SOS RIO GRANDE DO SUL

 

   O Brasil está vivendo mais uma vez a agonia de uma tragédia que já faz parte do calendário brasileiro, não é de hoje. Desta vez o Rio Grande do Sul com seus principais rios transbordando e causando danos de toda ordem e ceifando vidas, que é o prejuízo maior nessa história toda.
     E como sempre ocorre, a solidariedade das pessoas no país inteiro se mobilizando nas redes sociais, as três esferas de governo envolvidas nas questões de logística e envio de recursos, enfim, o velho pacote de medidas para fazer tudo voltar ao normal lá na frente, quando os rios voltarem aos seus cursos normais.
    Apesar de toda perplexidade que as imagens divulgadas causam na opinião pública, não há novidade alguma quando o país inteiro acompanha mais uma tragédia, praticamente cancelando uma cidade inteira.
    Uma região tão importante para o cenário do Brasil, como é Porto Alegre e seu entorno, mas com os mesmos problemas que já afetaram outras localidades no Brasil, e claro, a mesma falta de perspectiva quanto à soluções para um velho problema que afeta o todo o território brasileiro em espaços de tempo que permitem que governo, a sociedade, o poder público, autoridades dos principais órgãos ligados à questão esqueçam de prosseguir com as discussões pertinentes ao tema.
    Seria até animador ver toda essa correria para ajudar as vítimas, mas é triste constatar mais um cenário de incerteza, antes mesmo de os rios se acalmarem e um monte de gente recomeçar suas vidas depois do caos em mais uma metrópole populosa e cheia de problemas a serem resolvidos.

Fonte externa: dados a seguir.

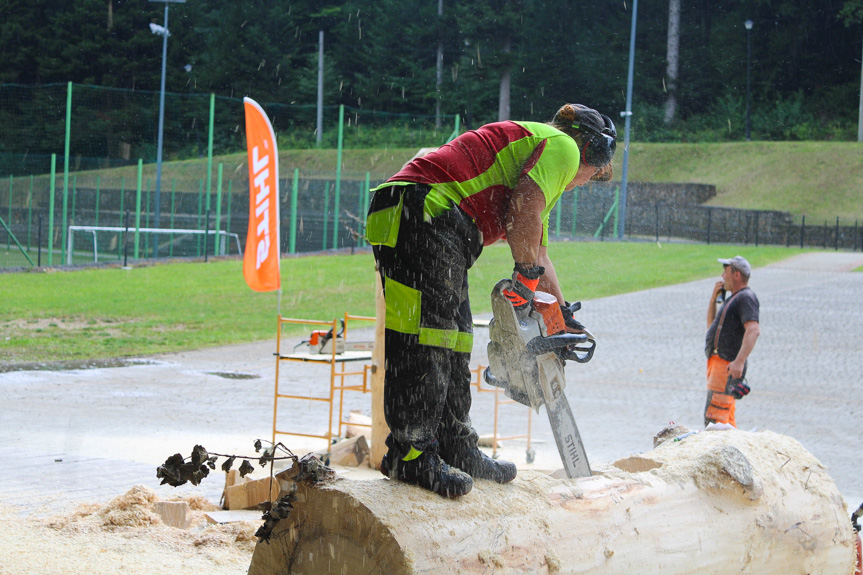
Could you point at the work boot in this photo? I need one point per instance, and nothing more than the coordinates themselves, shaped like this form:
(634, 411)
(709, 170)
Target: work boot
(426, 469)
(480, 466)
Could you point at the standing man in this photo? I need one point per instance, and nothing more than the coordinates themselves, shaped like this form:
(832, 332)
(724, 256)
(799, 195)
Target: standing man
(428, 224)
(731, 336)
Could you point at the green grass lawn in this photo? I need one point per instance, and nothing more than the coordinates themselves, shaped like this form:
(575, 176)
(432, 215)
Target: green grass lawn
(114, 312)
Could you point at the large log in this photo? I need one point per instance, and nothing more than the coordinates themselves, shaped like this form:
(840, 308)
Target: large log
(715, 502)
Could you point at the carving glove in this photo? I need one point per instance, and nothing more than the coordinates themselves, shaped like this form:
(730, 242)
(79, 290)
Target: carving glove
(737, 388)
(567, 309)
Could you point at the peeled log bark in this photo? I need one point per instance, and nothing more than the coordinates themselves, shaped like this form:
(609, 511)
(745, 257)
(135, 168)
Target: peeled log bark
(715, 502)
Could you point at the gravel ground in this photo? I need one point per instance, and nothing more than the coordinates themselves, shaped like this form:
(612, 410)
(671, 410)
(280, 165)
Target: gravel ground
(88, 435)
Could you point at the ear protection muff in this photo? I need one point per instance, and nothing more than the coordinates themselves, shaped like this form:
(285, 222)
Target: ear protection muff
(600, 146)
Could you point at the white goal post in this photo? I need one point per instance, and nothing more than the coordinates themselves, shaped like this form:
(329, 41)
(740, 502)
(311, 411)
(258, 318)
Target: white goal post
(94, 230)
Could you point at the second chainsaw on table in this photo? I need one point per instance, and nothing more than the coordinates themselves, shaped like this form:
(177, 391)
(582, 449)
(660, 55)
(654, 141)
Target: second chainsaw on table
(527, 354)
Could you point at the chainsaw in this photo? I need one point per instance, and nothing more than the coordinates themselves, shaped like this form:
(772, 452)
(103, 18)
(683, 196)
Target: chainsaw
(526, 355)
(322, 342)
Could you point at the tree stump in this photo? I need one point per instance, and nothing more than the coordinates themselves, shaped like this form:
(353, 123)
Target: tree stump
(713, 502)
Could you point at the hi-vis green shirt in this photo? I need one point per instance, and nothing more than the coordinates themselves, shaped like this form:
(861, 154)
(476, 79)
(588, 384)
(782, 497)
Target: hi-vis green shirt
(479, 170)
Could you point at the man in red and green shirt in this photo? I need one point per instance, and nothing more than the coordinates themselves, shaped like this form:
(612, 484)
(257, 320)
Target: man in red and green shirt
(428, 224)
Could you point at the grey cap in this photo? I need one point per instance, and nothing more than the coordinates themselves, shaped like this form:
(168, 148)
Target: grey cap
(739, 263)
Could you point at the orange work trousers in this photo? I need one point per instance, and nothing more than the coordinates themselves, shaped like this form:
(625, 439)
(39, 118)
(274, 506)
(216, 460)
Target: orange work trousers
(720, 405)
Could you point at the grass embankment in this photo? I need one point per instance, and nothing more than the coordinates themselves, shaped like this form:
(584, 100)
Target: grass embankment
(821, 180)
(109, 313)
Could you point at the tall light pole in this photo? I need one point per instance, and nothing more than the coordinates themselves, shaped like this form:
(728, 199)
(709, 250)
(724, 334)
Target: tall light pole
(163, 32)
(748, 25)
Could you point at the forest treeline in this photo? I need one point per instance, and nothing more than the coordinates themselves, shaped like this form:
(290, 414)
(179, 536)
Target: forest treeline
(480, 59)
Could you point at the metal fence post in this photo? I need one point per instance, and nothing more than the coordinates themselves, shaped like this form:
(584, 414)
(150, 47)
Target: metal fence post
(207, 238)
(39, 242)
(836, 239)
(51, 210)
(126, 242)
(138, 206)
(337, 198)
(574, 211)
(709, 223)
(802, 230)
(29, 212)
(295, 188)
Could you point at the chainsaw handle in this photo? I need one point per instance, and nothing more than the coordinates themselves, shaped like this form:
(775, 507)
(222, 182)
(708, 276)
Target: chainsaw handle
(580, 354)
(540, 345)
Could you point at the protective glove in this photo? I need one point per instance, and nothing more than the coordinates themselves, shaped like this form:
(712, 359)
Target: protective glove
(524, 282)
(567, 309)
(737, 388)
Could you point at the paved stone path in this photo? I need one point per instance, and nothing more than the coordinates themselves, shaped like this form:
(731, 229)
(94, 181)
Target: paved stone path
(88, 435)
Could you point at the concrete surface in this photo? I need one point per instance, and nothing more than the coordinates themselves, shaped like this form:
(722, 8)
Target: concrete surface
(90, 434)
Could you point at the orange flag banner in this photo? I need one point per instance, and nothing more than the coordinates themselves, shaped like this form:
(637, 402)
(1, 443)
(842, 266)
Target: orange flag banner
(261, 256)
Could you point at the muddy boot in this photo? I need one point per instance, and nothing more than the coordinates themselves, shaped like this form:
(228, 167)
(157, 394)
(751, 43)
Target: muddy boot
(480, 466)
(426, 469)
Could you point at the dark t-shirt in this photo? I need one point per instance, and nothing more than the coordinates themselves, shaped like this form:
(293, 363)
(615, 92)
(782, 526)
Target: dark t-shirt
(742, 307)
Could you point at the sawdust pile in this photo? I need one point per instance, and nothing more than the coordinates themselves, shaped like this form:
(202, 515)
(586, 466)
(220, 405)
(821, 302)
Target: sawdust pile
(124, 535)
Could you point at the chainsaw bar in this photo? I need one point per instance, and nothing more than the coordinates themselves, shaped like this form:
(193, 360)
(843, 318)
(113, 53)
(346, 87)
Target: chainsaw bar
(528, 364)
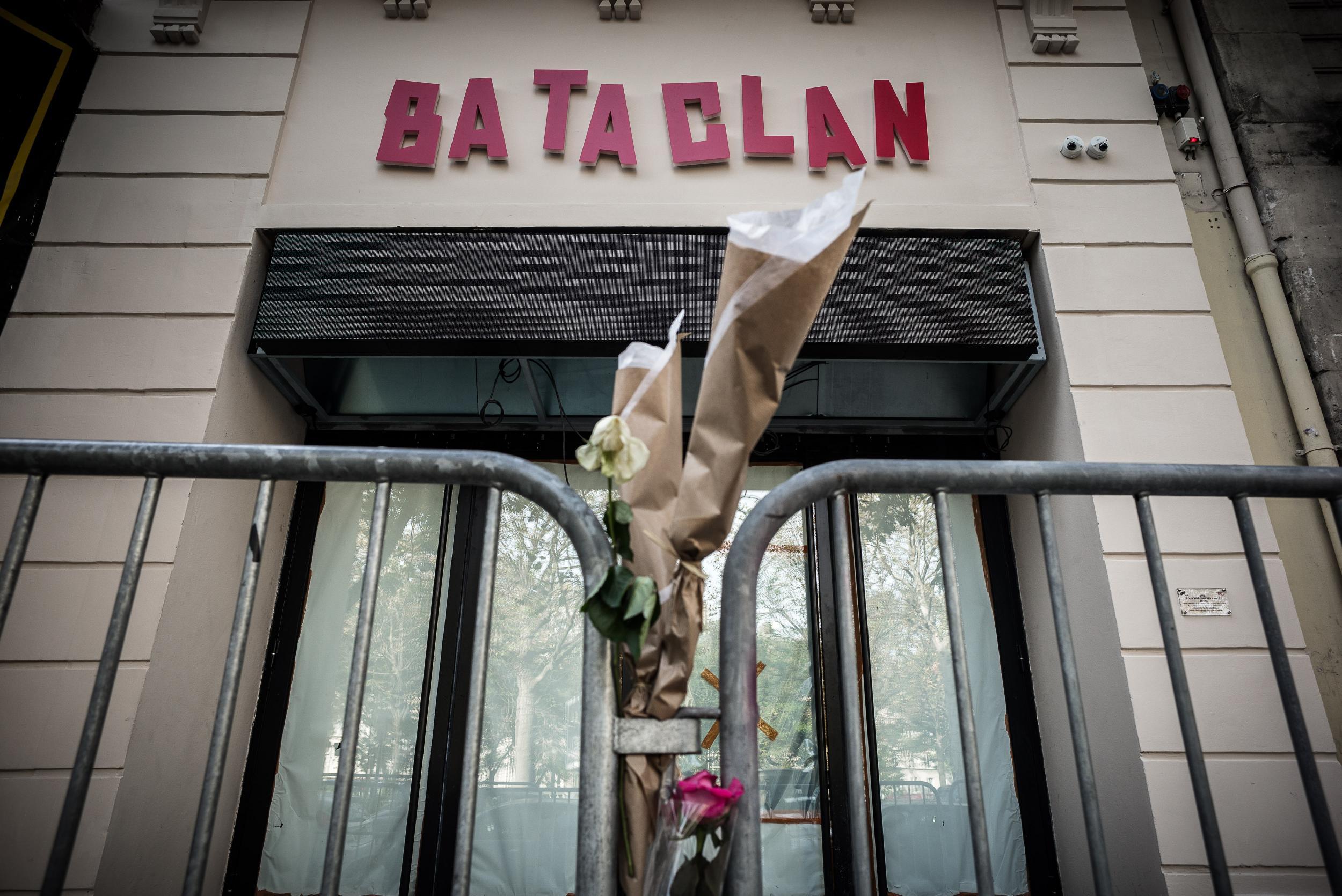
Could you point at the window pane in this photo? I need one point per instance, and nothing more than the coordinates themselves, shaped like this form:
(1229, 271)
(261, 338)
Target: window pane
(527, 811)
(790, 782)
(309, 753)
(918, 749)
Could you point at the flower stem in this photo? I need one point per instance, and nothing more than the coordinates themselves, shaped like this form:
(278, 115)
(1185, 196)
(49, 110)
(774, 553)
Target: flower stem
(619, 699)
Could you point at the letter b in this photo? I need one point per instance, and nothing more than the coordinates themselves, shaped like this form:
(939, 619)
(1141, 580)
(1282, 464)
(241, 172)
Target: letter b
(411, 112)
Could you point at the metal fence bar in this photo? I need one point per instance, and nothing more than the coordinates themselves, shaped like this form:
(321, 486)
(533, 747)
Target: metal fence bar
(855, 742)
(208, 806)
(964, 703)
(321, 463)
(599, 793)
(476, 699)
(1290, 696)
(18, 545)
(1073, 696)
(355, 694)
(58, 863)
(1184, 703)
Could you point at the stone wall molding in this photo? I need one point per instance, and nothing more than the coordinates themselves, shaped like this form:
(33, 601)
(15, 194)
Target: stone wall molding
(1051, 25)
(179, 20)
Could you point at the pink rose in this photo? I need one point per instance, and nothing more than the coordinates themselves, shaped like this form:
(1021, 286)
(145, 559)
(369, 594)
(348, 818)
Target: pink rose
(701, 790)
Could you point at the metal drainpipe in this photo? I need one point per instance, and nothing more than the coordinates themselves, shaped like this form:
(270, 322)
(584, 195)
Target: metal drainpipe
(1259, 261)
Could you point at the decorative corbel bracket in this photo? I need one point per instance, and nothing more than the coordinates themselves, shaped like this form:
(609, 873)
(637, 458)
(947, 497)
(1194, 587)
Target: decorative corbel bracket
(619, 10)
(1053, 27)
(179, 20)
(842, 11)
(406, 9)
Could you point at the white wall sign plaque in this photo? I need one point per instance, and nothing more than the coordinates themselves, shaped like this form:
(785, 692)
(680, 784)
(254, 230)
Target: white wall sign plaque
(1204, 601)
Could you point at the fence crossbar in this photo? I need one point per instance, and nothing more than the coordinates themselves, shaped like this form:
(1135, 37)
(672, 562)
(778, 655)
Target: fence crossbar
(1042, 481)
(267, 465)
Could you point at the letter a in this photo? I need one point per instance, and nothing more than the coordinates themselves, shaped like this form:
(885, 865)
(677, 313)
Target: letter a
(410, 112)
(893, 121)
(560, 82)
(478, 102)
(827, 132)
(610, 112)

    As próprias imagens vistas do alto, não só revelam a dimensão do problema como sugerem a necessidade de discussões urgentes, como já foi constatado em outros eventos que também foram ignorados depois do temporal.
    Há uma questão ambiental que precisa urgentemente ser discutida dentro das particularidades de cada região, todo mundo sabe disso, mas ninguém se adianta em botar em prática as recomendações que já foram feitas nos fóruns de debates e viraram promessas de governo e poderiam, a essa altura, ter evitado tragédias como essa que causa transtorno, prejuízo e morte ao povo gaúcho nesse momento.
     É sempre bem vinda qualquer ajuda que possa aliviar o sofrimento das pessoas numa hora de angústia para a cidade de Porto Alegre e redondezas, mas seria mais animador ainda se houvesse uma virada de rumo que tornasse a vida brasileira em todos os seus quadrantes saudável e promissora.
    O Brasil tão moderno em certos aspectos, sempre acompanhando as tendências de modernidade, peca numa questão que já deveria estar inserida em todos os projetos de desenvolvimento e evolução das principais cidades, que é a causa ambiental.
   Em nenhuma cidade ou região não há planejamento para buscar soluções para as principais metrópoles do país. Falta o uso de tecnologia para prever e evitar catástrofes, não há política ambiental abrangente que vise melhorias e conforto para o cidadão. Isso é falado toda hora.
     Falta tudo, até vontade política.